Key Terms You Should Know for Wireless Networking
A wireless network is just a network that uses radio signals rather than direct cable connections to exchange information. Simple as that. A computer with a wireless network connection is like a cellphone. Just as you don’t have to be connected (tethered) to a phone line to use a cellphone, you don’t have to be connected to a network cable to use a wireless networked computer.
Here are the key concepts and terms you need to understand to set up and use a basic wireless network:
- WLAN: A wireless network is often referred to as a wireless local area network (WLAN). Some people prefer to switch the acronym around to local area wireless network, or LAWN.
- Wi-Fi: The term Wi-Fi is often used to describe wireless networks although it technically refers to just one form of wireless network: the 802.11 standard.
- SSID: A wireless network has a name, known as a SSID. SSID stands for service set identifier. (Wouldn’t that make a great Jeopardy! question?
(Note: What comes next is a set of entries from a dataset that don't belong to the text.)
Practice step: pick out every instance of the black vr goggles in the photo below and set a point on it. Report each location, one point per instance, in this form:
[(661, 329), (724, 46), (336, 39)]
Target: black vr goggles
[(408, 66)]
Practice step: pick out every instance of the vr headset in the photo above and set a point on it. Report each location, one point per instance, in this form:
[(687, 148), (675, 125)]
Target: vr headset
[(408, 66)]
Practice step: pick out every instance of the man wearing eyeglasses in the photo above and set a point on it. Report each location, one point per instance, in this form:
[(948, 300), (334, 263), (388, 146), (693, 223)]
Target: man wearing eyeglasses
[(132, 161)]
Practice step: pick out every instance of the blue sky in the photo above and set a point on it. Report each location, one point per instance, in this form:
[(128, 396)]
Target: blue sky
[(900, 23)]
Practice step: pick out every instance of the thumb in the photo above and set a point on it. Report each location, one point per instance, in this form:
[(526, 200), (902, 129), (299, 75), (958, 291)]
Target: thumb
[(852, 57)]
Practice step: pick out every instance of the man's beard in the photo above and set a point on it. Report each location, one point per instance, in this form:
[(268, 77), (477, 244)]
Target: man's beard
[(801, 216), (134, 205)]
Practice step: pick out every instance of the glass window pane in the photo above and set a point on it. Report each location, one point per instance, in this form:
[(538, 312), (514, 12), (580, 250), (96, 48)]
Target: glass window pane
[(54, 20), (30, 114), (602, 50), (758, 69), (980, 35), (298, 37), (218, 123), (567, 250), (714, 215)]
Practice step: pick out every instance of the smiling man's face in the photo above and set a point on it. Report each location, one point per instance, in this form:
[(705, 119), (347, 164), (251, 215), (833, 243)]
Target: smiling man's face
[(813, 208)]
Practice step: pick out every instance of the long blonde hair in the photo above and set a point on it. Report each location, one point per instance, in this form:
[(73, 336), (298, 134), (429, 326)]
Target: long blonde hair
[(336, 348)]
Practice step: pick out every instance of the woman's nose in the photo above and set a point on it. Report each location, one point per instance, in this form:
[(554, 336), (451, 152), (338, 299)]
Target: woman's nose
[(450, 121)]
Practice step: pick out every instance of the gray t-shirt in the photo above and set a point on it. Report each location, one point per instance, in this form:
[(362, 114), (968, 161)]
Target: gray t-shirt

Four-letter acronyms for $400, please!) All the computers that belong to a single wireless network must have the same SSID.
- Channels: Wireless networks can transmit over any of several channels. For computers to talk to one another, though, they must be configured to transmit on the same channel.
- Ad-hoc: The simplest type of wireless network consists of two or more computers with wireless network adapters. This type of network is an ad-hoc mode network.
- Infrastructure mode: A more complex type of network is an infrastructure mode network. All this really means is that a group of wireless computers can be connected not only to one another, but also to an existing cabled network via a device called a wireless access point (WAP).